If you've earned any Beenz on your travels round the Web, you'd better hurry up and spend them.

Internet surfers have only ten days to use up their Beenz after the firm announced Thursday that its online operations will cease on August 26. Any outstanding Beenz will be worthless after that date.

In addition to shutting down its online currency system, Beenz is in negotiations with several companies about selling off its assets piecemeal, he said.

Vindel declined to say which companies are negotiating for Beenz hardware, software and intellectual property, but said Beenz plans to announce a deal "soon."

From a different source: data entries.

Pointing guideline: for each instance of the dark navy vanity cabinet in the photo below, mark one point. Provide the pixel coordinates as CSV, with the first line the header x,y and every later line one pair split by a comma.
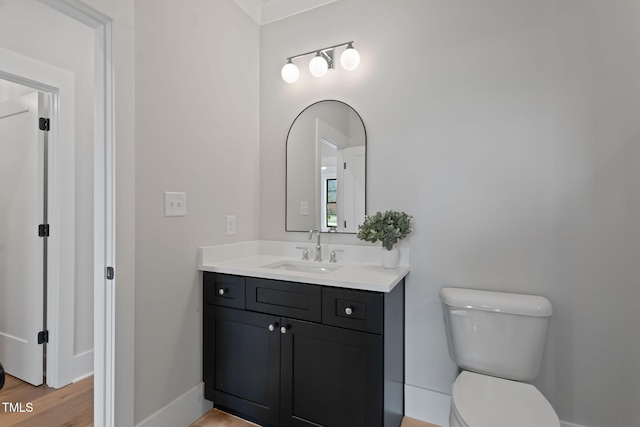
x,y
289,354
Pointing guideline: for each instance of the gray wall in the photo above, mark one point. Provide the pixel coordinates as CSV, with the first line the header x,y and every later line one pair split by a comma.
x,y
197,76
510,130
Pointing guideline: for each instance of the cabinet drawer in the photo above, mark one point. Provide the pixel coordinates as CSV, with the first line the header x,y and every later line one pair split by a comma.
x,y
224,289
353,309
297,300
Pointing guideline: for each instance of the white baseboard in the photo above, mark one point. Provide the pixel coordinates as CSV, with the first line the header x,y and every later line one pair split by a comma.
x,y
427,405
183,411
82,366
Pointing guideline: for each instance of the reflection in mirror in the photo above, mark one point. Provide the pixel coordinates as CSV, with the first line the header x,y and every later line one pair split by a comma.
x,y
326,169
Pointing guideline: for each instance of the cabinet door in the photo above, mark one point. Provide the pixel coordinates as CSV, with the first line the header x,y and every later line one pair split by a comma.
x,y
331,377
242,362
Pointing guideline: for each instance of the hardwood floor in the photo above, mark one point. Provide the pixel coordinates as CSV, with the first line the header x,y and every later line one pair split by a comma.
x,y
23,405
217,418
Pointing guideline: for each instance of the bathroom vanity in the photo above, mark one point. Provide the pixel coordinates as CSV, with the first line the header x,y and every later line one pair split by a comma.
x,y
290,348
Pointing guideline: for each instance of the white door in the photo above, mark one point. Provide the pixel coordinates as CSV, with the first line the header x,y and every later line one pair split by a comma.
x,y
351,189
21,249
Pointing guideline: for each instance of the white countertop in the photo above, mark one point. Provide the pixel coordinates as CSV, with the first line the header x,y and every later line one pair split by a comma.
x,y
251,258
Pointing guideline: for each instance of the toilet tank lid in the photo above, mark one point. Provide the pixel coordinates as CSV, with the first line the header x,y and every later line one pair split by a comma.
x,y
499,302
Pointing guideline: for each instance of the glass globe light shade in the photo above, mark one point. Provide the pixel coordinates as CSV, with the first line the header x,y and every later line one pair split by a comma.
x,y
318,66
290,72
350,58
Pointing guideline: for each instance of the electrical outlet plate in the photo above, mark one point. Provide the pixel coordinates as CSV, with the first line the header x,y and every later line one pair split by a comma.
x,y
175,204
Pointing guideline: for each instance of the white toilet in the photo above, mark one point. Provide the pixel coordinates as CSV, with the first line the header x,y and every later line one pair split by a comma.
x,y
497,339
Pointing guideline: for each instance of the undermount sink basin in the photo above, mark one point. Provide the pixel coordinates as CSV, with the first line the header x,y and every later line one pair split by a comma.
x,y
304,266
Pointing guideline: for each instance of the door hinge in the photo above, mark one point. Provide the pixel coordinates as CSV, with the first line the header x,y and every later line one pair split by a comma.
x,y
44,124
43,230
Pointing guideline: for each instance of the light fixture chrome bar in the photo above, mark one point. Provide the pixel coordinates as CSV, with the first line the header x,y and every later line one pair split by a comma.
x,y
318,50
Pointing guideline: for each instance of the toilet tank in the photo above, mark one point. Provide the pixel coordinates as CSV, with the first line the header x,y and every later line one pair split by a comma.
x,y
496,333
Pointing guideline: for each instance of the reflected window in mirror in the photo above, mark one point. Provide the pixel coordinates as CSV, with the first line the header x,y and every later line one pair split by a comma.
x,y
326,169
331,217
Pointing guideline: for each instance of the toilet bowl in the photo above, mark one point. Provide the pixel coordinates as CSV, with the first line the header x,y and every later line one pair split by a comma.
x,y
497,339
484,401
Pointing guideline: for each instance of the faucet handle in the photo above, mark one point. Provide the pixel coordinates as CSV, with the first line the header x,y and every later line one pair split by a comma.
x,y
305,253
332,255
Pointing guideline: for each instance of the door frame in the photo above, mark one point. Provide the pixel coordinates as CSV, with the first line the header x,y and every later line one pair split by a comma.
x,y
104,204
61,207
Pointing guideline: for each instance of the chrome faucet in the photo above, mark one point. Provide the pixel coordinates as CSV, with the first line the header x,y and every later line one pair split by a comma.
x,y
318,251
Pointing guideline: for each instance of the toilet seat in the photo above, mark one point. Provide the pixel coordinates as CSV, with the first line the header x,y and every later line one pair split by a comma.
x,y
483,401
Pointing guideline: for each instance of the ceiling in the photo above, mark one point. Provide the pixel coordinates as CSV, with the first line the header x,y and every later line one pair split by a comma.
x,y
266,11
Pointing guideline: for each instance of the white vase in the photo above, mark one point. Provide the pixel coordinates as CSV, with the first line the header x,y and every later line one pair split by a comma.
x,y
390,258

The shutdown comes on the heels of the suspension of rival online currency Flooz.com last week. Flooz is talking with several companies about resurrecting its operations and expects those talks to come to fruition soon, Flooz chief executive Robert Levitan said earlier this week. Unlike Beenz, Flooz shut down without warning consumers in advance.

Beenz, which raised about US$80 million in four rounds of funding, is not in any financial difficulty and does not plan to file for bankruptcy, Vindel said. Instead, the company is winding down operations to conserve cash, he said.

"The company has money. It's just reducing costs even further, trying to provide shareholders with value," Vindel said.

Beenz announced in March that it was actively seeking a buyer or additional to keep afloat its London operations. Over the last year, the company has gone from having 265 employees in 15 offices worldwide to having just 25 employees total in its New York and London offices, Vindel said.

Vindel did not know how much in outstanding Beenz are still being held by customers.

After the Internet bubble burst, e-currency companies tried to evolve by concentrating on business customers, but the collapse of a high-profile trailblazer such as Beenz shows that the "old-economy" credit card firms have probably won the online shopping battle.

Experts believe that online currency sites such as Beenz were overtaken as a way of shopping online by credit cards, which had the advantage of being virtually universally accepted both on and offline. In contrast, digital currency appealed to Internet merchants because they avoid the hefty charges involved with credit cards.

Some two to six companies are negotiating to buy bits of Beenz operations, Vindel said. The London layoffs will happen in the next several weeks, he said.